Inputs to the maintenance schedule are unfinished work orders from the previous week’s schedule, and planned work from the maintenance backlog, including preventive maintenance work. What about emergent and urgent work that pops up at any time? Here is where it is important to know the number of available trade hours and the number of trade hours scheduled. This is called capacity utilization. Many plants schedule less than 100% to handle emergency work. A better approach is to schedule a small amount of low priority work, which easily can be deferred if emergency work arises.
Schedule compliance, therefore, is actual hours worked on planned and scheduled work compared to the trade hours scheduled. Keep in mind that a plant can have 100% maintenance schedule compliance while only scheduling 60% of the available trade hours. To see the full picture, you need to define and measure both capacity utilization and maintenance schedule compliance in order.
Maintenance forecasting provides the opportunity to establish ‘look-ahead’ work for major PMs, or repairs that will consume large amount of resources, or significant downtime periods. Forecasts are a three-week rolling look ahead that is updated each week. Given the purpose of forecasting, it is not important to measure compliance. 

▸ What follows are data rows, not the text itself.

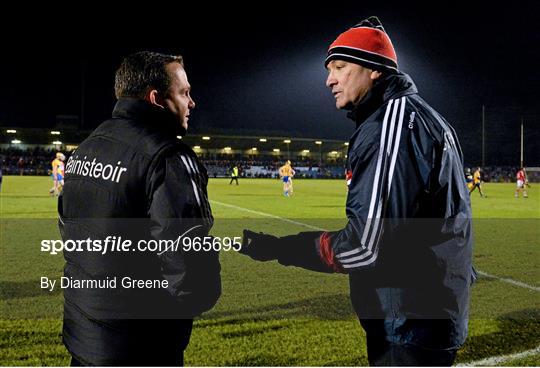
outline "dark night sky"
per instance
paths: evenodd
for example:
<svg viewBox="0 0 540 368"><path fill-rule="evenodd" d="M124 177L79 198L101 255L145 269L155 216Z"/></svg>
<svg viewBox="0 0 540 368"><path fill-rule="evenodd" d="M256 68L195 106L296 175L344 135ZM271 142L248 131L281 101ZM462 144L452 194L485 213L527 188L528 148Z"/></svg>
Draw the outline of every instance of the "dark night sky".
<svg viewBox="0 0 540 368"><path fill-rule="evenodd" d="M475 7L358 2L345 8L327 2L303 8L208 4L197 10L156 2L153 9L129 11L81 6L62 13L43 9L47 16L4 14L11 23L0 29L0 124L52 127L57 115L79 115L84 70L84 128L93 128L114 105L114 71L121 57L150 49L184 56L197 103L190 124L199 131L286 130L346 139L353 124L335 109L324 86L323 61L339 33L377 15L394 43L400 69L455 126L467 161L480 158L484 104L487 157L493 163L506 163L500 156L516 162L524 116L526 157L540 166L540 6L534 1L507 7L470 3Z"/></svg>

Tip #5: Establish a weekly joint scheduling meeting
The operations leader sets the expectation for jointly scheduling of overall operational work with the functional leaders of maintenance, production, materials management, and others as required. The functional leaders need to create a set of business rules that define how the functions will jointly coordinate and schedule work. The business rules include how to measure, report, and review schedule-compliance measures:
  • Production schedule
  • Maintenance schedule
  • Delivery performance
Multiple functions have a direct impact on these compliance measures. Hence, for the operation to maximize these results, production, maintenance, and materials must work together to meet a common set of objectives. Demonstrating active and visible leadership, the operations leader provides the reinforcing mechanism by encouraging continued joint scheduling meetings and attending them periodically. The operations leader adds these measures to each functional leader’s individual goals and objectives to reinforce their importance through accountability. 
Remember to reinforce the new joint scheduling behaviors with recognition and rewards so that your improved results will be sustainable.  
John Cray, CMRP, is a principal consultant with Life Cycle Engineering.